Je l’ai trouvée par un après-midi de grande marée basse, coefficient 110. Il avait fallu marcher longtemps. Le village n’était plus qu’un souvenir dans mon dos. Autour de moi, rien que le sable, le ciel, les flaques, et le vent — ce vent de noroît qui ne tombe jamais, même en plein été, même quand le soleil brûle, ce vent salé qui vous fouette la peau et vous donne l’impression d’être nettoyé de l’intérieur.
La croix était petite. Plus petite que je ne l’avais imaginée. Trapue, grise, rongée par le sel, plantée dans un rocher couvert de balanes. Pas d’inscription lisible, pas de date. Juste cette forme de croix, obstinée, dressée contre le vent et la mer depuis des siècles. On disait que c’était l’endroit exact où Saint Efflam avait débarqué d’Irlande, là où se trouvait autrefois une forêt que la mer avait engloutie. Je touchai la pierre. Elle était froide et rugueuse, piquetée de sel cristallisé, et sous mes doigts je sentais toute l’épaisseur du temps — un temps géologique, un temps de légende, infiniment plus vaste que mon petit été de quinze ans.
C’est en revenant que je l’ai vue.
Elle marchait dans l’autre sens, vers la croix, pieds nus, un jean retroussé aux mollets, un pull marin trop grand sur les épaules. Elle marchait vite, les bras le long du corps, avec cette foulée longue et souple des gens qui ont l’habitude de marcher sur le sable. Ses cheveux étaient noirs, très noirs, noués en un chignon lâche d’où des mèches s’échappaient dans le vent. Elle ne m’a pas vu tout de suite, ou elle a fait semblant de ne pas me voir. Elle regardait au loin, vers le large, et son visage avait cette expression que je ne savais pas encore lire — un mélange de concentration et d’absence, comme si elle pensait à quelque chose d’important et de vague en même temps.

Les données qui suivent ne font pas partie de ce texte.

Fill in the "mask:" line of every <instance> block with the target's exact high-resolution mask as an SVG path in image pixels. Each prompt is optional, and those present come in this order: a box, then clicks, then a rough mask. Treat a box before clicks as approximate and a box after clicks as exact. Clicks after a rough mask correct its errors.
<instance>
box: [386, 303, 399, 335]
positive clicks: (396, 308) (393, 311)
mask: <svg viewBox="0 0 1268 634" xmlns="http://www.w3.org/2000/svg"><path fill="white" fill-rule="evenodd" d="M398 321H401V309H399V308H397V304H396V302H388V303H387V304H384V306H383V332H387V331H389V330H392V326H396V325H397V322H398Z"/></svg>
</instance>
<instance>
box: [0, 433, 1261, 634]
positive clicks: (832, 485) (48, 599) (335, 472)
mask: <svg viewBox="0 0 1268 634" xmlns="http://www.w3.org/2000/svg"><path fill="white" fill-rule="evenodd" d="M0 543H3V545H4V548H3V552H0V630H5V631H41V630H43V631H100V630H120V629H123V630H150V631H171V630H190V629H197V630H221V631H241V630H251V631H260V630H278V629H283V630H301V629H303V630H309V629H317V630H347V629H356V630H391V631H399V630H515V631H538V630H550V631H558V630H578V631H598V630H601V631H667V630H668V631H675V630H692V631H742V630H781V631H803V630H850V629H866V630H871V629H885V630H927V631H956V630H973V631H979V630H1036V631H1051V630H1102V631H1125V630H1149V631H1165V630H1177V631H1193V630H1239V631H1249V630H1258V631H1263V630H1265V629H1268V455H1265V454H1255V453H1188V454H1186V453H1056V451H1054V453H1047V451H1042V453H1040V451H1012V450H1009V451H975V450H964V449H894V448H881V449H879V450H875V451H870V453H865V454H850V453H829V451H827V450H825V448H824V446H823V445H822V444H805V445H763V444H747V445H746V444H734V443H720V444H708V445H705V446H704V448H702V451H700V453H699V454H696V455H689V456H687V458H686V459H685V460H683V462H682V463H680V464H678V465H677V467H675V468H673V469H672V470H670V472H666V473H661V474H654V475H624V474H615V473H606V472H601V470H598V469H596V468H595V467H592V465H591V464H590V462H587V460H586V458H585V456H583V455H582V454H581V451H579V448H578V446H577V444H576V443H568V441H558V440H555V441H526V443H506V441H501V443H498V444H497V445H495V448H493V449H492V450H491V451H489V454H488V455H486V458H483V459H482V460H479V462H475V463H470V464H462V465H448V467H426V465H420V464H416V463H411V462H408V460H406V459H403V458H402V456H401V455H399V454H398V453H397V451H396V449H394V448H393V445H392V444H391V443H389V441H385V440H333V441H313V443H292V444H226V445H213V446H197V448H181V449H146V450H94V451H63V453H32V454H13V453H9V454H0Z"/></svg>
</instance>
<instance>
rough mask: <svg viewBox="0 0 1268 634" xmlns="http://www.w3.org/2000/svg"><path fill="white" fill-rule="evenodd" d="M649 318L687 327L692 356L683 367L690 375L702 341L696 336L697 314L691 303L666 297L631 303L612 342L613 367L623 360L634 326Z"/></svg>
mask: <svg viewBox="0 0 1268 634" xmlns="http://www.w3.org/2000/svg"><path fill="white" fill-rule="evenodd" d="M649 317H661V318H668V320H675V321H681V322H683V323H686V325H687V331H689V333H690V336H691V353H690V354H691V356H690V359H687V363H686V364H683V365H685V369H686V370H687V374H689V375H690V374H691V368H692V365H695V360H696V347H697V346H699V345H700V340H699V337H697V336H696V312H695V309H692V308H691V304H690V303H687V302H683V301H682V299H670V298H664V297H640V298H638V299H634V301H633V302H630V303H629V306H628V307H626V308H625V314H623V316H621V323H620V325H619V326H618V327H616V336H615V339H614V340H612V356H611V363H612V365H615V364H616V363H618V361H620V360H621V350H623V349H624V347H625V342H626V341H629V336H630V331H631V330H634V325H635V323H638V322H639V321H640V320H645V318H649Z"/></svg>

Quand elle est passée à ma hauteur, elle a tourné la tête. Nos regards se sont croisés. Pas longtemps — une seconde, deux peut-être. Elle avait les yeux très clairs, d’un vert qui tirait sur le gris, des yeux de la couleur exacte de la grève un jour de beau temps. Elle n’a pas souri. Elle n’a rien dit. Elle a continué à marcher.
Mais cette seconde.
Je me suis retourné. Elle s’éloignait vers la croix, sa silhouette se découpait sur le ciel pâle, et j’ai su — avec cette certitude absurde et totale qu’on n’a qu’à quinze ans — que cet été ne serait pas comme les autres.
En rentrant à l’hôtel, je l’ai reconnue. Elle était derrière le comptoir, en tablier blanc, et elle distribuait les clés des chambres à un couple âgé avec des gestes précis et rapides. Elle m’a vu entrer. Elle n’a rien dit. Mais dans ses yeux gris-vert, il y avait quelque chose — pas un sourire, non, quelque chose de plus subtil, une lueur, une reconnaissance, comme si la grève nous avait déjà présentés l’un à l’autre et que les formalités étaient faites.